Sauté mixed wild mushrooms in olive oil until golden brown.

Simultaneously, sauté sliced yellow onion in olive oil until caramelized.

Mix 1 1/2 c. kasha kernels with Egg Beaters (no cholesterol egg product) or egg whites to coat.

Then toast kasha in a non-stick skillet over high heat for about 3 minutes, stirring constantly.

Add 2 c. boiling chicken (or vegetable) stock.

Cover and simmer about 10 minutes until the stock is absorbed and the kasha is fluffy.

Meanwhile, cook multi-grain farfalle until al dente. Toss with olive oil and chopped parsley.

Toss kasha with farfalle, mushroom, onion, chopped parsley, salt and pepper.

Finish with a drizzle of olive oil.


Sending you my warmest wishes for a blessed Yom Kippur.

Atonement.

Self-reflection.

Forgiveness.

Fasting.

Prayer.

Repentance.

May you enjoy the blessings of peace and harmony throughout the year.

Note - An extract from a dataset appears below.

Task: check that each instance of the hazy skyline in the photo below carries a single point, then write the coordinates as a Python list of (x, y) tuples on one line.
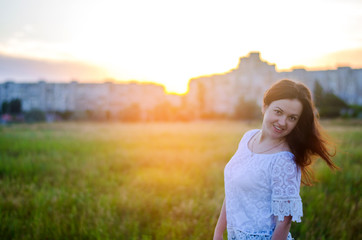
[(169, 42)]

11 thoughts on “Yom Kippur & Kasha Varnishkes”

  1. what a treasure – the photo of your father and family. kasha varnishkes looks amazing – to me, an unexpected combination of whole grain kasha and pasta. sounds perfect on this dreary, rainy pacific northwest day!

  2. What a stunning dish…and Happy New Year to you and your family. This is such a beautiful post 🙂 I am second and third generation, and on my Mothers (the third generation) side from Canada. My Great Grandmother came from France to Canada as a teen. It is always so nice to celebrate our heritage 🙂 Anyway, I stopped by to vote, so I am going to stop babbling now 🙂

  3. Happy New Year to you and yours. Thanks for sharing your family story, I always find that sort of thing interesting. Ironically both my husband and I are Jewish and Kasha Varnishkes is not a dish that either of us grew up with (though I have heard of it.) I’ll have to give it a try sometime, yours looks delicious.

    1. HI Cara- it is always a pleasure to hear from you. Oh, I didn’t know that the two of you are Jewish, I must pay better attention. This dish is heart healthy and full of fiber AND memories. Is it my favorite Jewish heritage dish? Not really. But it is a great side dish for any weeknight dinner.